La ópera es como el fútbol. Estás clavado en el asiento durante largo tiempo, aguantando medio dormido las idas y venidas de balones y cantantes adictos a los carbohidratos por el escenario hasta que de pronto, en medio del sopor, surge un breve momento de magia. Pero sólo a veces. Lo normal es que lo único que surja es el tedio.
Y dicho esto, hablemos de magia. De la de Mozart, por ejemplo. Como solía huir de la ópera como alma que lleva el diablo, no conocía hasta hace unos años esta famosa escena (o duettino) de Las bodas de Figaro. Y ¿cómo la descubrí? Gracias a las cadenas de favores. Un día me puse a ver una película, y allí, en medio de la historia, el protagonista pone un disco por los altavoces de la cárcel para llenar a lo presos y la pantalla de un fulgor indescriptible y ligero.
Es lo que pasa con las cadenas de favores. Una obra maestra, como Cadena perpetua (The Shawshank Redemption) nos descubre otra. O un libro de Pennac nos habla de Carlo Emilio Gadda y meses después caemos rendidos con Quer pasticciaccio brutto de via Merulana.
Ya he comentado como, gracias a Bill Bryson, he descubierto escritores como Will Ferguson o W.E. Bowman.

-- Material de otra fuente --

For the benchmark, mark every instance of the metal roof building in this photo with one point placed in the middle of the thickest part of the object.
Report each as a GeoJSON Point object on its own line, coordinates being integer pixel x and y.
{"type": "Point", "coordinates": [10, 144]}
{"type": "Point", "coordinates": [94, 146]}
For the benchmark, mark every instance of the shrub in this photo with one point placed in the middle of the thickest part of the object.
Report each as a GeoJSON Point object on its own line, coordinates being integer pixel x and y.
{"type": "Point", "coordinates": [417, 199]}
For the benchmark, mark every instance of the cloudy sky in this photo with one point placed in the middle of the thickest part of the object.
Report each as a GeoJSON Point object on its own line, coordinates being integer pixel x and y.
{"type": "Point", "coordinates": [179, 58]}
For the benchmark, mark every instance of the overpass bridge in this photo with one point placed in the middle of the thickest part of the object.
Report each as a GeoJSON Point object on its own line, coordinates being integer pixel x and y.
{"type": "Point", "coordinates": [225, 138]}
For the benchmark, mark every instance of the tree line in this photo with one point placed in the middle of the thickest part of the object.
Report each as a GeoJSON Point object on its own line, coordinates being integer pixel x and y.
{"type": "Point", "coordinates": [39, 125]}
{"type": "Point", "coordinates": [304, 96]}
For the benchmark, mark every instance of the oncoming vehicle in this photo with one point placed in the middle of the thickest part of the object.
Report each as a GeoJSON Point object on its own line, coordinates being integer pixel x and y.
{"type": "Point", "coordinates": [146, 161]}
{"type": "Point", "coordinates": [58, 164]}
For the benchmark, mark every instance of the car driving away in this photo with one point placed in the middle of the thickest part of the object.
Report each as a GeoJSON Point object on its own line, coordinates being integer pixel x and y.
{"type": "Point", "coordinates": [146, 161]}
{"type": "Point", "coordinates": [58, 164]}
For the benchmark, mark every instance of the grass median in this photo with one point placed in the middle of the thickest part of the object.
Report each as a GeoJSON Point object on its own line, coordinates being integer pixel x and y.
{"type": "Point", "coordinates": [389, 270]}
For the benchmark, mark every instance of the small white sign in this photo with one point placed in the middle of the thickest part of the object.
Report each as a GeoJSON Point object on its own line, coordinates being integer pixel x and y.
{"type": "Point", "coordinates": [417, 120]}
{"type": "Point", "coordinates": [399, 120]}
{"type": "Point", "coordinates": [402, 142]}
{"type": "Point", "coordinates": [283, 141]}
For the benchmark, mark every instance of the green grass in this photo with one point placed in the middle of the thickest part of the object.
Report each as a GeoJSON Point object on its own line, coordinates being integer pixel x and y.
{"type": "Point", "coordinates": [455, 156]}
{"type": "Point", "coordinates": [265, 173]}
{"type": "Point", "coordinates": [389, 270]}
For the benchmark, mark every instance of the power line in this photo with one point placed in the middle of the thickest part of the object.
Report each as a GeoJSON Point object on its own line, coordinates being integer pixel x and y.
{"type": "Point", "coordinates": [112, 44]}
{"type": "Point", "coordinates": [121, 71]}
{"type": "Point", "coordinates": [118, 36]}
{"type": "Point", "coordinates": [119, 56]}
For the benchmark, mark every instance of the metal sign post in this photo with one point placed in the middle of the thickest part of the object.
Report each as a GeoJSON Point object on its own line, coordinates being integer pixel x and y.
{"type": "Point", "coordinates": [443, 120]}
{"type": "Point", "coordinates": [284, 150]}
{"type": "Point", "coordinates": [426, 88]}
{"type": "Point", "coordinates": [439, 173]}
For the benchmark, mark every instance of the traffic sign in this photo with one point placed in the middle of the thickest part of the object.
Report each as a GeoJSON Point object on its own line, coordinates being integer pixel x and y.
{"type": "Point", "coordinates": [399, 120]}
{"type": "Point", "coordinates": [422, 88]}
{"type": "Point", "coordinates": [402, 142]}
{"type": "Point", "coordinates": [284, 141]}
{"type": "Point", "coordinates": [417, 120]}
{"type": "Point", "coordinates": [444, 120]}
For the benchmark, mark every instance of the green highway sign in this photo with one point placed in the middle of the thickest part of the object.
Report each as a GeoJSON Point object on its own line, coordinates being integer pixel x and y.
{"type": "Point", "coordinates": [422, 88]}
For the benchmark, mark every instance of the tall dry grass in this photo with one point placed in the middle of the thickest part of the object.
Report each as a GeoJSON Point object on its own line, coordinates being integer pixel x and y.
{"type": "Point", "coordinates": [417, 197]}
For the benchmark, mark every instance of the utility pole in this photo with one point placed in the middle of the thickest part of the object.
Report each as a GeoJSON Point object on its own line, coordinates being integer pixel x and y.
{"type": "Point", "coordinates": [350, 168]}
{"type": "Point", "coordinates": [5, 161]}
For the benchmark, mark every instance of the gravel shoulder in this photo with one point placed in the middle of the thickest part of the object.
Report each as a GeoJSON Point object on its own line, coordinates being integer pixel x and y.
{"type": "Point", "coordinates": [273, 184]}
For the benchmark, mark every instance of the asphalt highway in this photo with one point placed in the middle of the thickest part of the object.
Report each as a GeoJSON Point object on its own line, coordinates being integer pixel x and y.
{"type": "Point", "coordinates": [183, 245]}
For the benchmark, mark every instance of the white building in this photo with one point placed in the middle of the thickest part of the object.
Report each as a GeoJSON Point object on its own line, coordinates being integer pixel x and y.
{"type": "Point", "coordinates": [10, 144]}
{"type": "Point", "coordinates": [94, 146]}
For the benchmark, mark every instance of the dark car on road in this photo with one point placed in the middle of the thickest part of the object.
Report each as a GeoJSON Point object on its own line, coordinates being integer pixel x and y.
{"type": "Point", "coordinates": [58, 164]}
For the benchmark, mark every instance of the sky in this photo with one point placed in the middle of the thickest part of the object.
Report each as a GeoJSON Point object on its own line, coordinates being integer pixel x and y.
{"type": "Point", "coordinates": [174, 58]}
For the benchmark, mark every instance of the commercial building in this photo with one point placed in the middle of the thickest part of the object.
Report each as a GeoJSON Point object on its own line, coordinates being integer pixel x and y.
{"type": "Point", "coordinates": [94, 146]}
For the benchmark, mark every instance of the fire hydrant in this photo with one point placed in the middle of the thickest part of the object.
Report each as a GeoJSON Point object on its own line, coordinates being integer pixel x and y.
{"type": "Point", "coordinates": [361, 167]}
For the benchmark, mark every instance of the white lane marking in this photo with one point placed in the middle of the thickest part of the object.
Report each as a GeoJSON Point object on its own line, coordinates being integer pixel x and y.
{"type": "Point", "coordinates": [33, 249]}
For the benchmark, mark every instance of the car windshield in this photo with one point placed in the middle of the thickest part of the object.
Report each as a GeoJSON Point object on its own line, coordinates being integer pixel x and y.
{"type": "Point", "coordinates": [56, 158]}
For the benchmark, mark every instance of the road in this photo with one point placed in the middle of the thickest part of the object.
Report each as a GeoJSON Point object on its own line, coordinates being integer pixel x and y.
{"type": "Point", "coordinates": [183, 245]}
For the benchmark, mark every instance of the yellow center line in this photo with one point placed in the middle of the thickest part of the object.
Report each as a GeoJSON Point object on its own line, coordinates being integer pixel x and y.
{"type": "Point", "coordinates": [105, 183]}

A veces han sido personas de carne y hueso las que, con un comentario hecho de pasada, nos han abierto puertas de mundos maravillosos (todavía recuerdo la frase que me abrió hace tiempo la trilogía de Corfú, de Gerald Durrell). A lo máximo que puede aspirar un blog de este tipo es a continuar esas cadenas. Para que no terminen nunca.